Nvidia's new mid-range marvel is ideal for 1080p gamers, sips power and is practically silent
GPU: Nvidia GTX 960, Memory: 2GB GDDR5, Graphics card length: 211mm
Nvidia’s 900-series GPU range has been sorely in need of a mid-range champion; the £300 GTX 970 is overkill for anyone gaming at 1,920×1,080, while the Kepler-based GTX 760 is power-hungry and beginning to show its age in the latest titles. Enter the GTX 960 – a mid-range card that shouldn’t break the bank or slam your electricity bill, yet will cope with 2015’s new releases in Full HD.
Based on the same highly efficient Maxwell architecture as the top-end GTX 980, the 960 has a Thermal Design Power (TDP) of 120W and only needs a single 6-pin PCI-Express power connector. Effectively, anyone upgrading from a GTX 660 or similar won’t need to upgrade their power supply to use the new card. According to Nvidia, the reference card is so efficient that playing less intensive games, even when running at 1080p, should only produce around 30W of heat – meaning the card’s fans won’t need to spin up at all.
The GTX 960 uses a brand new GM206 GPU with 1,024 CUDA cores running at 1,127MHz. When thermal limits allow, that clock can boost up to 1,178MHz. Shared L1 cache has been increased and redistributed, which means each CUDA core should deliver around 1.4x the performance of a Kepler core, at 2x the performance per watt.
The GPU is paired with 2GB of GDDR5 RAM via a 128-bit memory bus. This may seem like the memory will be starved of bandwidth, but because the GM206 GPU uses fewer bytes per frame compared to the previous generation Kepler GPUs it should use that bandwidth more effectively. In real world terms it will be ample for playing most games at 1080p; it’s only when increasing resolutions beyond Full HD that memory bandwidth truly becomes an issue, which is reflected in our benchmark results further into this review.
The GTX 960 is fully compatible with the upcoming DirectX 12 API and OpenGL 4.4 standards, so it won’t be immediately out of date when Windows 10 arrives later in the year.
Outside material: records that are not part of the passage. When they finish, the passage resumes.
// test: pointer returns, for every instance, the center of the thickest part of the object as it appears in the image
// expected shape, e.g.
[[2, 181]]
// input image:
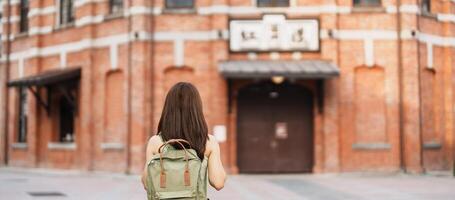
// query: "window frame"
[[428, 6], [61, 137], [273, 4], [116, 6], [22, 119], [70, 10], [24, 8]]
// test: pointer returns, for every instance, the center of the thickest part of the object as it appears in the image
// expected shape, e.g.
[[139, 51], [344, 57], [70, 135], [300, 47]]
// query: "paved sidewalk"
[[19, 184]]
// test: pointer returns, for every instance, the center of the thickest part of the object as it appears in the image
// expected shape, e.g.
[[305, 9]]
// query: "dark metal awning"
[[47, 78], [305, 69]]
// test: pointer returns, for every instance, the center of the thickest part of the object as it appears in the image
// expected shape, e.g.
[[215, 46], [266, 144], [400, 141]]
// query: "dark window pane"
[[179, 3], [66, 120], [367, 2], [426, 6], [273, 3], [115, 6], [23, 22], [66, 11], [22, 129]]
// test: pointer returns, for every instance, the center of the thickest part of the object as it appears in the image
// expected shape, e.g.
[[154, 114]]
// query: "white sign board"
[[274, 33]]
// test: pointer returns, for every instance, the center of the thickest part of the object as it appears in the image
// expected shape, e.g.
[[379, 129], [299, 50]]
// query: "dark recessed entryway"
[[275, 128]]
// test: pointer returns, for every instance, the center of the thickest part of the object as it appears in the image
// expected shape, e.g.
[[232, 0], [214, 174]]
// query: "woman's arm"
[[217, 175], [151, 145]]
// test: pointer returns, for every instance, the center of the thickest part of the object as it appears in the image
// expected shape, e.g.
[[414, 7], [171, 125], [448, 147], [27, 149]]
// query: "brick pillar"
[[412, 144]]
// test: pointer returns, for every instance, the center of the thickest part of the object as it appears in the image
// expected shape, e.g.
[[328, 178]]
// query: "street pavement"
[[41, 184]]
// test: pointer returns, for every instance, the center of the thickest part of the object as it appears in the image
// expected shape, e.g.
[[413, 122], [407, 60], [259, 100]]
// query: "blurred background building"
[[287, 85]]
The card also has support for multi-frame sampled anti-aliasing (MFAA) and Nvidia’s dynamic super resolution (DSR) technology.
MFAA anti-aliasing uses the Maxwell hardware to provide high quality AA without the performance hit associated with other techniques, while DSR renders games at a higher resolution than your monitor can support, before scaling the graphics down to the native resolution; this should improve visual quality and make games more detailed, although the performance hit is more severe than when using anti-aliasing.
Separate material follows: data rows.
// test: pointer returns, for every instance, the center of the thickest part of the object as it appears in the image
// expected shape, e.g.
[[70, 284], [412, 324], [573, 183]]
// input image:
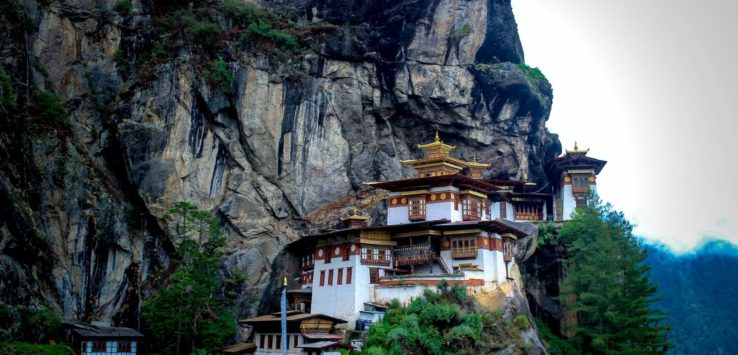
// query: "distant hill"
[[700, 296]]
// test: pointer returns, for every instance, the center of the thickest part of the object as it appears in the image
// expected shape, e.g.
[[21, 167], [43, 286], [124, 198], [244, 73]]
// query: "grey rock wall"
[[275, 159]]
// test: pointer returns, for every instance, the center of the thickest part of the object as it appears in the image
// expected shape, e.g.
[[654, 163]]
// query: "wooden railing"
[[463, 253]]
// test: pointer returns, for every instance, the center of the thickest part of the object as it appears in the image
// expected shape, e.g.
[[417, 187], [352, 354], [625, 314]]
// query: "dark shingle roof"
[[94, 331]]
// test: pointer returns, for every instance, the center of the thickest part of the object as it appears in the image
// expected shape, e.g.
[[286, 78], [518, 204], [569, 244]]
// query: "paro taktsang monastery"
[[449, 223]]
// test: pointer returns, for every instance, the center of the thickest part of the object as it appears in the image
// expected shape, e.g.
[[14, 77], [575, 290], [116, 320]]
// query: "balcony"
[[414, 254], [464, 253], [580, 189]]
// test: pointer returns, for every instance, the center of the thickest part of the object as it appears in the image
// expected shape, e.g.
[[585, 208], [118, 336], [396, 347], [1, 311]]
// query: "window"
[[99, 347], [124, 346], [462, 248], [417, 208], [471, 208], [374, 275], [307, 261], [528, 211], [346, 252], [376, 256]]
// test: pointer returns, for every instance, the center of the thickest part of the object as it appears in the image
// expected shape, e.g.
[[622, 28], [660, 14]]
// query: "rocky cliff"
[[279, 150]]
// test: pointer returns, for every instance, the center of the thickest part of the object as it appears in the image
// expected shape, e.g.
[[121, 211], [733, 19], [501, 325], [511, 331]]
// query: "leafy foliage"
[[697, 290], [36, 349], [607, 285], [7, 96], [531, 73], [220, 76], [48, 108], [188, 314], [555, 344], [441, 323]]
The GM206 GPU also has native H.265/HEVC encoding and decoding, meaning it will be able to play 4K content – as soon as such content arrives in any meaningful form or quantity.
The GTX 960 is designed primarily for anyone that hasn’t upgraded their graphics card in the past two or three years, and is looking to play games at 1080p. Based on the specifications it should be able to handle most games, but for benchmark results head over to page 3.
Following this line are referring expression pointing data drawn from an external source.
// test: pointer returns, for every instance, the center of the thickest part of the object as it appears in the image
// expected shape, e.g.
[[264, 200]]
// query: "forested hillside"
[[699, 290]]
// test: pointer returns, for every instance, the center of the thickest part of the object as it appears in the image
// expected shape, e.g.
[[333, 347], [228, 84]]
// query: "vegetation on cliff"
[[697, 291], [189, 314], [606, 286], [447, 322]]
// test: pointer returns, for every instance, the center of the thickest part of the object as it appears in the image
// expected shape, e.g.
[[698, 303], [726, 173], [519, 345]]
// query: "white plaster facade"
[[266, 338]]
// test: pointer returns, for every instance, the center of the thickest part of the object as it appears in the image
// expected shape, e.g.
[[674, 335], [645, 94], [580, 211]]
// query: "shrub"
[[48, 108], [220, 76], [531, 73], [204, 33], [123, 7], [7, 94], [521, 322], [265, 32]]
As with other 900-series GPUs, the GTX 960 includes the GeForce Experience software suite, which optimizes graphics settings for supported games to ensure you’re getting the best possible frame rate and/or visual fidelity. It’s a one-button process, saving you from diving into menus and experimenting with settings, although it edges on the side of caution with anti-aliasing to ensure frame rates are smooth.
It also supports GameStream, for playing games remotely on an Nvidia Shield or Shield Tablet, ShadowPlay for recording gameplay ready to stream online or upload to social networks, and automatic driver downloads for hassle-free gaming.